Глава 17

После заселения в домике на краю ведомственного санатория пошла моя жизнь довольно неспешно и очень размеренно.

Иначе ее и не назовешь, как растительное существование, ну, а что я еще могу ожидать от давно уже неповоротливой спецслужбы?

Что все кинутся у меня узнавать о будущем, ломая ноги?

Случай весьма спорный и все еще неоднозначный, поэтому и принято решение изолировать от греха подальше, да опросить без свидетелей.

Путешествую я теперь только в туалет и на кухню, еще гуляю на территории час утром и час вечером. Турник есть, подтягиваюсь и отжимаюсь под присмотром сразу двоих комитетчиков. В основном этим и занят на прогулке, слушая всякие критические высказывания своих охранников о моей физической подготовке.

Обычно это или Первый с Третьим, или майор со Вторым. Гулять перед забором разрешают свободно, но все время кто-то крутится рядом. Еще попросил скакалку, чтобы поддерживать функциональность, принесли довольно быстро откуда-то из основных корпусов. Прыгаю по десять минут в комнате несколько раз в день, открыв окно на максимум, чтобы не тратить время на прогулке.

А так сижу под замком в своей комнатке, читаю книги, пишу на бумаге свои воспоминания, сплю или веду разговоры с майором.

Который представился — дядя Паша и все.

Мол, тебе больше и не требуется знать ничего, Игорь Бессонов.

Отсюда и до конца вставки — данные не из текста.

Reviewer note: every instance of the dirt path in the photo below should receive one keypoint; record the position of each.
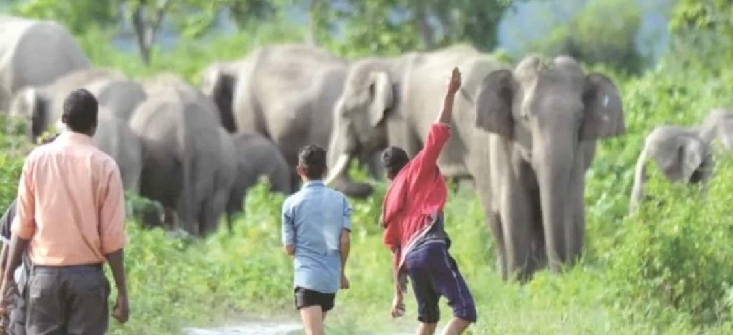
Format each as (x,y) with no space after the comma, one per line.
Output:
(252,328)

Скучно, конечно, очень. Не хватает рискованных поездок в Таллин, занятий любовью с моей нежной подругой, разных успешных продаж всякого дефицита, постоянного пополнения моего банковского счета, тренировок и даже того же перелаивания с парторгом, которую я теперь, наверно, вообще больше не увижу.

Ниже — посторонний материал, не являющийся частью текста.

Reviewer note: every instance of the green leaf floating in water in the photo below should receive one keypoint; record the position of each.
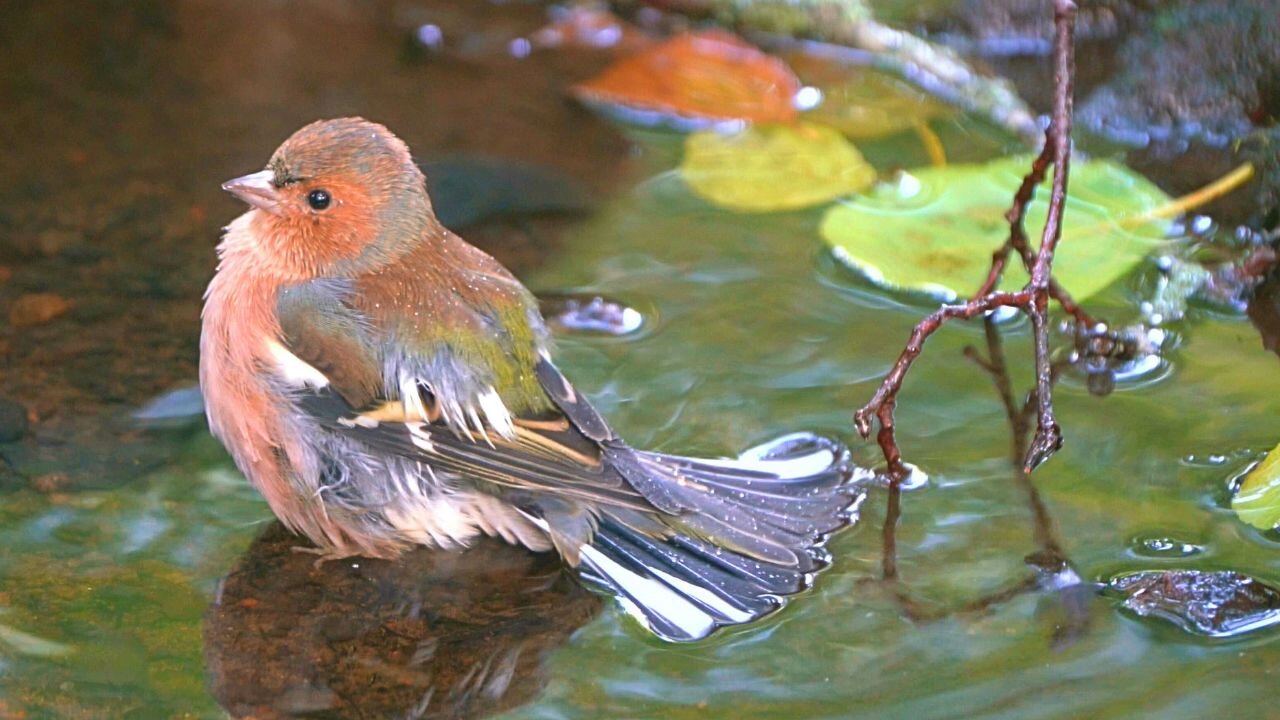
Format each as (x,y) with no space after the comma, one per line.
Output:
(769,168)
(935,229)
(1257,502)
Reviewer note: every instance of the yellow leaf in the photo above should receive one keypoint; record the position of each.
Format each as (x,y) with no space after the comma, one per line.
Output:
(768,168)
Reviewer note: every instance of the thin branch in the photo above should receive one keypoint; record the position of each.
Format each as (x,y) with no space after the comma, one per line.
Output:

Ну и про банковский счет — это шутка, конечно.

Мы с майором плотно разбираем все мои воспоминания с начала года, он все переносит в тетрадь и потом исчезает на пару дней. Уезжает отчитываться к начальству, как я понимаю. Со мной остается тогда Первый с здоровенным таким мужчиной Третьим.

Еще один Паша до Толя — вот и все, что мне нужно про них знать. А еще не спорить и выполнять все по команде, а то возможно получение подзатыльника. Трогать меня не трогают, но иногда замахиваются, правда, не всерьез. Но мужики постоянно готовы к захвату и прочему удержанию, занимались чем-то явно, хотя Третьему это просто не нужно. Если первые двое весят кило по восемьдесят, то он точно не меньше ста двадцати и реально очень сильный.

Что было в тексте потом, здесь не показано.